Later worden de mensfiguren dynamischer en staan ze los van de achtergrond. Tijdens de laatgotiek worden de beelden nog dynamischer, dan zie je ze in een gedraaide houding of een s-bocht. En helemaal aan het eind van deze periode komen de beelden volledig los te staan van de muur en  de figuren hebben de juiste proporties gekregen. Wat erg mooi is aan deze beelden zijn de gezichtsuitdrukkingen, ze zijn allemaal verschillend, en hebben menselijke trekken gekregen.  
Ook aan de buitenkant van de kerk  zie je uitbundige versieringen, zelfs de bovenkant van de  steunberen zijn voorzien fraaie pinakels (torentje). Bij alle onderdelen aan en in het gebouw is de verticale richting benadrukt.

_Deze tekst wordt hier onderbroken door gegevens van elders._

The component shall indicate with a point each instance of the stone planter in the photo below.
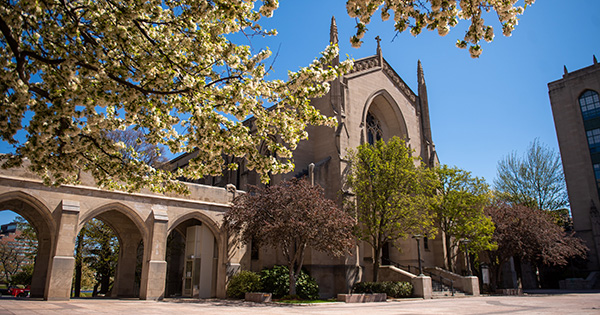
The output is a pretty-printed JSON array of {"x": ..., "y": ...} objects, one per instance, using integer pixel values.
[
  {"x": 258, "y": 297},
  {"x": 509, "y": 291},
  {"x": 362, "y": 297}
]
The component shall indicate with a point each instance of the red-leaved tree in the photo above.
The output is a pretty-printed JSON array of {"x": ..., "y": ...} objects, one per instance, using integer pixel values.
[
  {"x": 292, "y": 215},
  {"x": 531, "y": 235}
]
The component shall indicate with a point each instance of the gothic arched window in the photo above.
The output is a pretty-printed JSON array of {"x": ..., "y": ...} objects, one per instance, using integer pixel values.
[
  {"x": 374, "y": 133},
  {"x": 590, "y": 104}
]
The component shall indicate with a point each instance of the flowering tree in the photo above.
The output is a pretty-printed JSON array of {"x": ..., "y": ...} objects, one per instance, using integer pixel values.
[
  {"x": 393, "y": 195},
  {"x": 292, "y": 215},
  {"x": 439, "y": 15},
  {"x": 73, "y": 70},
  {"x": 529, "y": 234},
  {"x": 459, "y": 210}
]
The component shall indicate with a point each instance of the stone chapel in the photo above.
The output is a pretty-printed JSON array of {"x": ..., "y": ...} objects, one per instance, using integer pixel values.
[
  {"x": 172, "y": 245},
  {"x": 371, "y": 102}
]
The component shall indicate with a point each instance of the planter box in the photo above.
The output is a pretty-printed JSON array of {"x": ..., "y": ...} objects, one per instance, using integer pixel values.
[
  {"x": 510, "y": 291},
  {"x": 258, "y": 297},
  {"x": 362, "y": 297}
]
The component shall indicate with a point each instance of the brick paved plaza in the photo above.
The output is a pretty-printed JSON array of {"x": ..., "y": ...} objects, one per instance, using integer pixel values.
[{"x": 573, "y": 303}]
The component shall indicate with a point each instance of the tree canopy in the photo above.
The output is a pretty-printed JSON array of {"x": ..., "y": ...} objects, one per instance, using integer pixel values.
[
  {"x": 460, "y": 212},
  {"x": 529, "y": 234},
  {"x": 293, "y": 216},
  {"x": 440, "y": 15},
  {"x": 74, "y": 70},
  {"x": 394, "y": 193},
  {"x": 536, "y": 179}
]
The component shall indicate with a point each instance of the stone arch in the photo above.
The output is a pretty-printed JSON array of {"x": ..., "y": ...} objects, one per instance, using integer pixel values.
[
  {"x": 132, "y": 233},
  {"x": 385, "y": 108},
  {"x": 210, "y": 273},
  {"x": 40, "y": 217}
]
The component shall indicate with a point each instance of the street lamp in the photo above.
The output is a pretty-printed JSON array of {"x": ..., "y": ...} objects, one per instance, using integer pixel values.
[
  {"x": 466, "y": 241},
  {"x": 418, "y": 238}
]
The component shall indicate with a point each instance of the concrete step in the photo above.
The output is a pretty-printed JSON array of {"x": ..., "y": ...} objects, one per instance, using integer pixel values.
[{"x": 446, "y": 294}]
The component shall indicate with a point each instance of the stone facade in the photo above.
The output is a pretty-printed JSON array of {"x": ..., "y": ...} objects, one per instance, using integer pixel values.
[
  {"x": 576, "y": 110},
  {"x": 372, "y": 102}
]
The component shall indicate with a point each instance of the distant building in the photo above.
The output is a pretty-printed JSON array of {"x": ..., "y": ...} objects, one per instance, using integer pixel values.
[
  {"x": 12, "y": 244},
  {"x": 576, "y": 108}
]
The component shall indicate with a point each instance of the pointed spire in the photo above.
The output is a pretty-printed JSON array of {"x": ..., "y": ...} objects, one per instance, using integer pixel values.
[
  {"x": 420, "y": 74},
  {"x": 333, "y": 32},
  {"x": 428, "y": 149},
  {"x": 378, "y": 39}
]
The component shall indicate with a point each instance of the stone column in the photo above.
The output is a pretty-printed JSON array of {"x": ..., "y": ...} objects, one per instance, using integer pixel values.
[
  {"x": 125, "y": 274},
  {"x": 422, "y": 287},
  {"x": 470, "y": 285},
  {"x": 154, "y": 268},
  {"x": 60, "y": 270}
]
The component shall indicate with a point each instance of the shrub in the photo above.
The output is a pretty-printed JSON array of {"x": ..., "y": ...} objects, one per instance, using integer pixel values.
[
  {"x": 276, "y": 280},
  {"x": 242, "y": 282},
  {"x": 392, "y": 289}
]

In Nederland begint men pas in de 12de eeuw met bouwen in de gotische stijl. Voorbeelden hiervan zijn de Domkerk in Utrecht en de Sint Servaas in Maastricht. Ander bouwwerken in ons land die er min of meer gotisch uitzien zijn afgeleide stijlen en verschillen per regio. 
Halverwege 2de helft van de 16de eeuw werd er in Nederland niet meer in de gotische stijl gebouwd, de renaissance was in opkomst.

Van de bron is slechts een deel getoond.